# [SOLVED] Pinned taskbar icons not displaying correctly (also in Start Menu) &lt;see pict



## themoodude (Mar 31, 2008)

*[SOLVED] Pinned taskbar icons not displaying correctly (also in Start Menu) &lt;see pict*

I'm using Windows 7 RTM x64.

Everything was fine, however somewhat randomly the icons for two of my taskbar pinned apps (Word and Outlook 2007) aren't displaying correctly. Also they (along with Access 2007) are appearing incorrectly in the Start Menu, however when the Start Menu folder itself is opened in explorer they all display fine.

I've tried running the apps to see if that helps, I've tried resizing the taskbar icons to large, I've tried "repairing" Office 2007. I've logged off and on again, restarted the PC, and they're still not displaying correctly.









(http://www.deankellham.com/stuff/OfficeIcons.png)

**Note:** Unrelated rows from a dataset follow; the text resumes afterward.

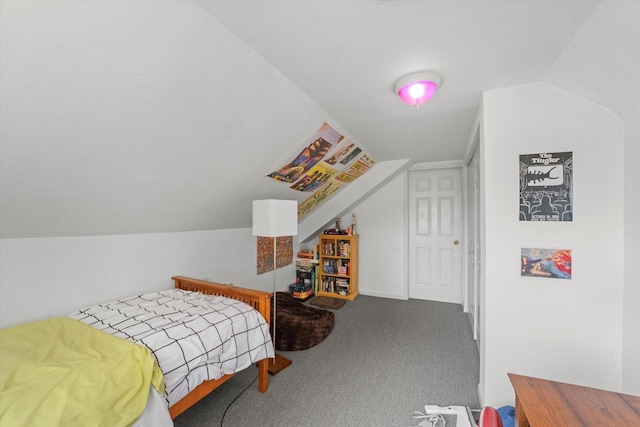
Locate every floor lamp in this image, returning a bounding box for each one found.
[253,199,298,375]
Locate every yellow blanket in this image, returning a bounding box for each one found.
[0,317,164,427]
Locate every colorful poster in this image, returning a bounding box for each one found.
[257,236,293,274]
[335,153,377,184]
[267,123,344,183]
[298,181,343,219]
[325,139,360,167]
[520,248,571,279]
[520,152,573,221]
[290,162,338,192]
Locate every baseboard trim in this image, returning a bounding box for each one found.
[478,383,484,408]
[359,290,408,301]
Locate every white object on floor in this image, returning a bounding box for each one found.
[424,405,476,427]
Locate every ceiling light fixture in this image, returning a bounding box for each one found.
[393,71,442,108]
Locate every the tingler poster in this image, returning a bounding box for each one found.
[520,151,573,221]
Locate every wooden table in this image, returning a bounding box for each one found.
[509,374,640,427]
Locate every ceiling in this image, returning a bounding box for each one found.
[198,0,598,162]
[0,0,640,238]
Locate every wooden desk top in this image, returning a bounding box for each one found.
[508,374,640,427]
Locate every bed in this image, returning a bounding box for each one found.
[0,276,273,425]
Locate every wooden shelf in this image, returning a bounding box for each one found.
[317,234,358,301]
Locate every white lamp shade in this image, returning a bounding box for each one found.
[253,199,298,237]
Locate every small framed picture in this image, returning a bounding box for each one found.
[520,248,571,279]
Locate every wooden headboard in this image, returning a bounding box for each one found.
[172,276,271,324]
[169,276,271,418]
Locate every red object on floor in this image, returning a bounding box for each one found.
[478,406,502,427]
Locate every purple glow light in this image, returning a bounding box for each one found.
[398,80,438,106]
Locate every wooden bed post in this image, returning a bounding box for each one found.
[169,276,271,418]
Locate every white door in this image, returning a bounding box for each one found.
[409,168,463,304]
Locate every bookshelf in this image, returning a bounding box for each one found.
[317,234,358,301]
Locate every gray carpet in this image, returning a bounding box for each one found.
[174,295,479,427]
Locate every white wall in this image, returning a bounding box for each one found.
[0,228,295,327]
[622,110,640,396]
[479,83,624,406]
[348,172,408,299]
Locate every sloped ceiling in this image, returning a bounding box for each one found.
[0,0,637,238]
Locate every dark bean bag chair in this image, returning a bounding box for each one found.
[271,292,334,351]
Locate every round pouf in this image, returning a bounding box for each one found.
[271,292,334,351]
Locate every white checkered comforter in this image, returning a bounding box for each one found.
[70,289,273,406]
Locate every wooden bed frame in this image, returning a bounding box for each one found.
[169,276,271,418]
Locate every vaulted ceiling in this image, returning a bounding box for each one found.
[0,0,640,238]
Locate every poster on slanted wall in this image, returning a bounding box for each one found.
[267,123,344,184]
[520,248,572,279]
[520,151,573,221]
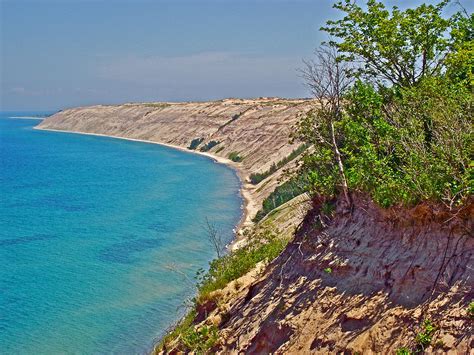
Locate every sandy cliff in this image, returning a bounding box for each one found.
[39,99,474,354]
[37,98,312,231]
[194,197,474,354]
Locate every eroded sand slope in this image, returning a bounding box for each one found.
[38,98,313,229]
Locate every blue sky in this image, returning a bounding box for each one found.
[0,0,472,110]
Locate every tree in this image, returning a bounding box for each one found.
[300,45,353,206]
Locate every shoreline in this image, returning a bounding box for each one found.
[33,126,256,250]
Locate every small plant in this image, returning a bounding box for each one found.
[199,141,220,152]
[416,319,436,349]
[182,325,219,354]
[229,152,244,163]
[253,176,306,223]
[188,138,204,150]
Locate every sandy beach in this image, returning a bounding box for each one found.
[34,126,258,249]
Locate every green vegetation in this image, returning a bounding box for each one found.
[182,325,218,354]
[143,102,171,109]
[155,230,288,353]
[188,138,204,150]
[253,176,307,222]
[199,141,220,152]
[416,319,436,350]
[197,232,288,303]
[228,152,244,163]
[250,144,307,185]
[295,0,474,208]
[467,302,474,318]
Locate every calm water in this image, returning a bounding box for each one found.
[0,113,241,354]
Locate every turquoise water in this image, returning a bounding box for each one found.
[0,113,241,354]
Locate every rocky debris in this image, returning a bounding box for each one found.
[212,196,474,354]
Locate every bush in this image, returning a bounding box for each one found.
[296,1,474,208]
[197,232,288,303]
[188,138,204,150]
[228,152,244,163]
[182,325,218,354]
[250,144,307,185]
[253,176,307,222]
[200,141,220,152]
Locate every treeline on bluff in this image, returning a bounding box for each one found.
[157,0,474,352]
[294,0,474,213]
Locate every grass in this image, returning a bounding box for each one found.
[250,144,308,185]
[415,319,437,350]
[143,102,171,108]
[253,176,306,222]
[467,302,474,318]
[154,230,288,354]
[199,141,220,152]
[217,112,243,131]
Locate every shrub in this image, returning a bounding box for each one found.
[250,144,308,185]
[228,152,244,163]
[253,175,307,222]
[182,325,218,354]
[197,232,288,303]
[188,138,204,150]
[200,141,220,152]
[467,302,474,318]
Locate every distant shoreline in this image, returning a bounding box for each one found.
[33,126,257,250]
[6,116,47,121]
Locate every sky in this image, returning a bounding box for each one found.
[0,0,472,110]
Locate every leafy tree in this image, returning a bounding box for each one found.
[322,0,456,86]
[296,0,474,208]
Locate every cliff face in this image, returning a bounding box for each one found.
[38,99,312,225]
[203,197,474,354]
[39,99,474,354]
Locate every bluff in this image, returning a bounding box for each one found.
[37,98,313,231]
[38,98,474,354]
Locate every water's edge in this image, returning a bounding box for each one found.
[33,126,253,249]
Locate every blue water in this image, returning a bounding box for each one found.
[0,113,241,354]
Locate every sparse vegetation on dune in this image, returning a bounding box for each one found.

Any Ideas would be greatly appreciated.

Cheers,
Dean


----------



## themoodude (Mar 31, 2008)

*Re: Pinned taskbar icons not displaying correctly (also in Start Menu) <see picture>*

I should add that the shortcuts still work both in the Start Menu and pinned on the Task Bar.


----------



## themoodude (Mar 31, 2008)

*Re: Pinned taskbar icons not displaying correctly (also in Start Menu) <see picture>*

OK so it's fixed. For anyone with the same issue; just delete %userprofile%\AppData\Local\IconCache.db and restart explorer.exe.


----------